LA PRÓXIMA burbuja que estallará en España, y en cualquier lugar con wifi, no será la del ladrillo sino la de la sospecha. Cuando el pastor del Lacio veía el relámpago y oía el trueno, sabía que Júpiter se había enfadado. Cuando el aborigen digital lee que ha bajado el paro, que la inmigración beneficia a la economía o que a una presentadora le gustan los escotes, su alma rústica pero taimada de aldeano global deduce pronto que el Gobierno miente, que los bárbaros vienen a robarle la identidad y que los directivos de televisión chulean a doncellas sin conciencia de género. A este estadio en que la pregunta de Groucho –«¿A quién va usted a creer, a mí o a sus propios ojos?»– ha dejado de ser un chiste lo llaman posverdad, que no es más que la rehabilitación general de los prejuicios. Pero la fe en la posverdad necesita primero de la sospecha preventiva, especialmente sensible a la voz institucional, al oprobioso agente del establishment. Ockham metido a tuitero no necesitaría una navaja sino una motosierra.
Que nuestro cerebro ve lo que quiere ver y no lo que tiene delante ya no es una novedad científica, pero el 2016 la ha elevado a novedad política. Para este año se prevé que los pulmones cibernéticos que inflan la burbuja de la sospecha sigan soplando. Hoy no creemos en la libertad, pese a que nunca nos ofrecieron más opciones; ni en la prosperidad, pese a que ninguna generación disfrutó de tantos bienes; ni en la paz, pese a que jamás vivimos más seguros. No es libre ningún periodista, porque todos reciben la consigna que condiciona su empleo. No es honrado ningún político porque protege su interés de casta, vieja o nueva. Un autor de éxito no puede serlo de mérito. Nuestra sociedad al completo es un teatro de marionetas. ¿Quién maneja los hilos? Escoja usted al candidato que más sospechas le infunda: Cebrián, Soros, el neoliberalismo, Florentino, Bilderberg, Madrit, el mundialismo, el Ibex, el franquismo latente, algún italiano, la socialdemocracia, el heteropatriarcado, la masonería, el 78, los buenos viejos tiempos, la profesora y la indiscutible manía que le tiene al niño. Hasta la ANC confía más en la magia de Melchor que en la eficacia del Procés.
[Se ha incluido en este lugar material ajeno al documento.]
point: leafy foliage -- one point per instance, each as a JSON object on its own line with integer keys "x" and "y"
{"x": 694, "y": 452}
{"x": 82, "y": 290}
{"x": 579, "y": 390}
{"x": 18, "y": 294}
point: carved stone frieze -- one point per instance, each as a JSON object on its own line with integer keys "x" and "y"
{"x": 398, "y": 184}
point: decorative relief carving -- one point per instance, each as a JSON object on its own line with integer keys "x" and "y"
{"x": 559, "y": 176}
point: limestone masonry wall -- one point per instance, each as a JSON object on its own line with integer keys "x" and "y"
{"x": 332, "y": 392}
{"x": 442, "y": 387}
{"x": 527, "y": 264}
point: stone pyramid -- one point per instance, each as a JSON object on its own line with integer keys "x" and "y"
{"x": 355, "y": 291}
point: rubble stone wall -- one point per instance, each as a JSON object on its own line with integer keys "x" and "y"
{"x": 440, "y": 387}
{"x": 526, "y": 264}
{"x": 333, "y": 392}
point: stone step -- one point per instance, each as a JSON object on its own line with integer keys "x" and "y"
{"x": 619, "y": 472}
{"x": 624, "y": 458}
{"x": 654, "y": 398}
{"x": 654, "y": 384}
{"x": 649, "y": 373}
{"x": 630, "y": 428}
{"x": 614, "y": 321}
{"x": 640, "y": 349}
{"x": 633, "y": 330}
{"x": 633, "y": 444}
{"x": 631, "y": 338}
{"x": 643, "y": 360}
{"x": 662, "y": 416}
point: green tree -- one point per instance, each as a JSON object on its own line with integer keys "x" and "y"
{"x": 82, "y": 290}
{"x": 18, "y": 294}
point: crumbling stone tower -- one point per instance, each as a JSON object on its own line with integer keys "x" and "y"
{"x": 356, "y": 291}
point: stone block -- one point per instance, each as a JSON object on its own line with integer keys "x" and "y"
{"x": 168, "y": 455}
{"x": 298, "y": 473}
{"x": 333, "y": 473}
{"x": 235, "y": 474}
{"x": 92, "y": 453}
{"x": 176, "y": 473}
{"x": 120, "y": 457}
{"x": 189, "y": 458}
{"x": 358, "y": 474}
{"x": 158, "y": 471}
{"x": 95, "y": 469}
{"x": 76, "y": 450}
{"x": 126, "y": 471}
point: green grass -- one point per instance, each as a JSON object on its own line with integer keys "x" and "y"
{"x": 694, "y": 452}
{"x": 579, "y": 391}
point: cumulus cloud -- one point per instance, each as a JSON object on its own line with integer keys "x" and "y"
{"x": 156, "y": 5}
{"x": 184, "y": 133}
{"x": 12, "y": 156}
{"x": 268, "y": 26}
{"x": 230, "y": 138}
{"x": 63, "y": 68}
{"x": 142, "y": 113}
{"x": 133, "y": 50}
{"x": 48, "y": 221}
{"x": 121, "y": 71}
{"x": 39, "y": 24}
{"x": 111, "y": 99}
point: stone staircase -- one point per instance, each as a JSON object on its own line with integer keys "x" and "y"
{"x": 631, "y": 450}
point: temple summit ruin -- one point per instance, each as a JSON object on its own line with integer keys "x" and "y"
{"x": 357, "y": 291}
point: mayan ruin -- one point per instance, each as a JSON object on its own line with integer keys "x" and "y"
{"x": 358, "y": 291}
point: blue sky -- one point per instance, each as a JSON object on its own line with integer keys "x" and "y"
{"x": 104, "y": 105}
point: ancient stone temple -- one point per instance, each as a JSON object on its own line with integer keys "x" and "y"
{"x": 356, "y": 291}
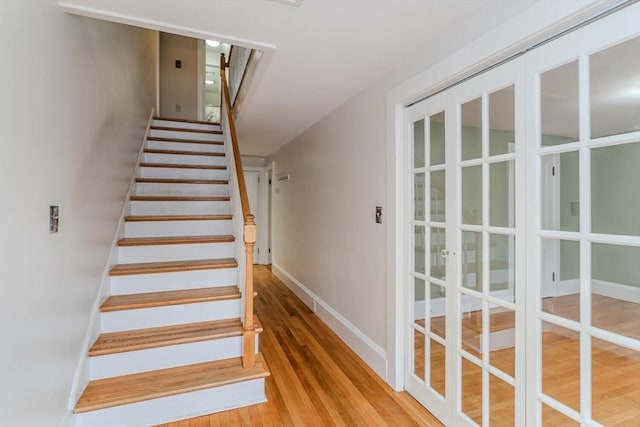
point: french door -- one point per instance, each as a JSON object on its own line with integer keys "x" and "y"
{"x": 524, "y": 234}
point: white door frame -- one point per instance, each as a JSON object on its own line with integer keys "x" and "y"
{"x": 532, "y": 26}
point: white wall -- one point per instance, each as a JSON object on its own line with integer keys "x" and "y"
{"x": 75, "y": 98}
{"x": 326, "y": 245}
{"x": 178, "y": 86}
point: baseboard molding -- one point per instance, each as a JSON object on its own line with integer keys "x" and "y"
{"x": 81, "y": 376}
{"x": 372, "y": 354}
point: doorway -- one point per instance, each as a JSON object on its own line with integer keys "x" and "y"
{"x": 523, "y": 283}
La escuela de la sospecha, al decir de Paul Ricoeur, tuvo tres maestros: Marx, Freud y Nietzsche. Los tres negaron la libertad humana, cada uno según su obsesión. Marx nos enseñó a sospechar del libre albedrío porque todos somos rehenes de nuestra clase económica. Freud nos explicó que lo único libre en nosotros es el subconsciente, porque la sociedad reprime nuestros instintos cuando estamos despiertos. Y Nietzsche nos señaló las cadenas de nuestra debilidad moral, que frustran nuestra vocación de superhombres. Hoy sabemos que los tres se equivocaron dramáticamente, pero sus mitologías parecen inmortales. ¿Quién será tan aburrido de preferir los hechos disponiendo de ficciones tan excitantes?
El invento de Tim Berners-Lee no sólo no ha prestigiado la razón sino que la ha convertido en una fantasía dieciochesca. El animal humano sigue desconfiando de su propia inteligencia: se siente más cómodo sospechando que fuera de la cueva el mundo está lleno de cabrones con pintas que planean joderle. Incluso el líder del tercer partido más votado de España ha vuelto a conversar con los leños, en una regresión temporal que tiene sumidos en la nostalgia a los bisontes de Altamira.
Usted sospeche. De usted no se ríe ni su padre. Un día acertará.